How Can We Prevent Postoperative Cognitive Dysfunction?




Introduction


In 1955 Bedford published an article in The Lancet suggesting that patients older than 50 years should exercise discretion when choosing to undergo elective surgery because they are at high risk of adverse cognitive effects of surgery and anesthesia. Unlike delirium and dementia, postoperative cognitive decline or dysfunction (POCD) is not a recognized disease or syndrome according to the current American Psychiatric Association’s Diagnostic and Statistical Manual of Mental Disorders, Fourth Edition (DSM-IV) and the World Health Organization’s International Classification of Diseases (ICD-10) categorization systems. Currently, no definition exists for POCD outside a research context, and even within the research setting, there are no consensus diagnostic criteria and opinion is divided regarding the existence of POCD as a clinically meaningful entity. Researchers in this area suggest that POCD is a subtle deterioration in cognition that can only be diagnosed with sensitive neuropsychological tests, which detect minor perturbations in specific domains, such as attention, executive function, and memory. Furthermore, for POCD to be detected, at least two test batteries are required, one before surgery and one after surgery. Most studies that have observed patients over time suggest that POCD, with decline directly attributable to the surgery, is frequently reversible and appears to resolve in the majority of patients.
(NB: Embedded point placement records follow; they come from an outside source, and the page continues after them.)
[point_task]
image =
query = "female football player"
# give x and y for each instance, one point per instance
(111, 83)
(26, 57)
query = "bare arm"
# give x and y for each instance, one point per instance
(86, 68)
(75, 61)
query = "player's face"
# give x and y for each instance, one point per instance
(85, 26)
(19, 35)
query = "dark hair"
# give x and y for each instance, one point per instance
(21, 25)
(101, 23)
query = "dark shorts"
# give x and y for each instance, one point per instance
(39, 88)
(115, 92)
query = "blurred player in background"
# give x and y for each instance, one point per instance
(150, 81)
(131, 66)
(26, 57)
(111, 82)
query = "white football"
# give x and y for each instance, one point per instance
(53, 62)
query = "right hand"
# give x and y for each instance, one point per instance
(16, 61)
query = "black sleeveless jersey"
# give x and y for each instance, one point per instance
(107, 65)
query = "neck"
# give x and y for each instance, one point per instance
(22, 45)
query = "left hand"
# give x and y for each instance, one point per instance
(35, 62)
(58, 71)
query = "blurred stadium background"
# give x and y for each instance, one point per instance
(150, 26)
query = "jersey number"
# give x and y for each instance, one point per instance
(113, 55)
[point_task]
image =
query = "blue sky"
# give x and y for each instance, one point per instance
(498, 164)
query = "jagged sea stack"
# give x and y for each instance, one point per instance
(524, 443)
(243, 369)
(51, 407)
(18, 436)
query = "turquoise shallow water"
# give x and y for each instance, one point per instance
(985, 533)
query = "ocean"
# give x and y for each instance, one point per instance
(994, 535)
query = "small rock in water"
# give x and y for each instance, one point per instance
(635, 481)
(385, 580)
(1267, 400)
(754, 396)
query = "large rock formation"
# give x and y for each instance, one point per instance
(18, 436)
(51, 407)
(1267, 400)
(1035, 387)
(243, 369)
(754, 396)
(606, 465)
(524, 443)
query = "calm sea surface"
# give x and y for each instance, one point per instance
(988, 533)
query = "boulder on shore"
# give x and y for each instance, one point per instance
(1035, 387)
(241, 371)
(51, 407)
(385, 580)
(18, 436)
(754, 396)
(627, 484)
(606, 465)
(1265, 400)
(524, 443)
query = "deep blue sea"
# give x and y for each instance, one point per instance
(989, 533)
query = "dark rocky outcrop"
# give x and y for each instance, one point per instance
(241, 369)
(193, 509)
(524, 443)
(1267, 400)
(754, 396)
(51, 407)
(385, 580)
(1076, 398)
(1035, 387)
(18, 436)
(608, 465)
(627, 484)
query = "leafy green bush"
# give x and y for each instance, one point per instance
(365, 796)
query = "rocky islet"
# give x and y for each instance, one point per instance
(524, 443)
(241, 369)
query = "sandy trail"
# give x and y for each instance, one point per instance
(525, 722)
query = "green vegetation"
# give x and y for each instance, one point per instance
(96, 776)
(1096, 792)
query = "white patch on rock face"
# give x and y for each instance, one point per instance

Diagnosis of Postoperative Cognitive Decline


POCD has been diagnosed with several different approaches, all of which rely on arbitrary statistical thresholds rather than reproducible clinical diagnostic criteria. The most stringent criterion for the diagnosis of POCD that is commonly used is a decline of at least two standard deviations (2 SD) in two cognitive domains or a decline of at least 2 SD in a composite cognitive score. A liberal criterion that has been proposed for POCD diagnosis and has been used in several prominent studies is a decline in at least 1 SD in any cognitive domain or in a composite cognitive score. This “1-SD” technique has been criticized as failing to account for factors that may confound interpretation of serially acquired cognitive test scores, including regression to the mean, measurement error caused by poor test–retest reliability, and practice effects. With this liberal 1-SD diagnostic approach, the probability of detecting POCD purely by chance in just one of four domains, which is the diagnostic criterion used in one prominent study, would be about 33%.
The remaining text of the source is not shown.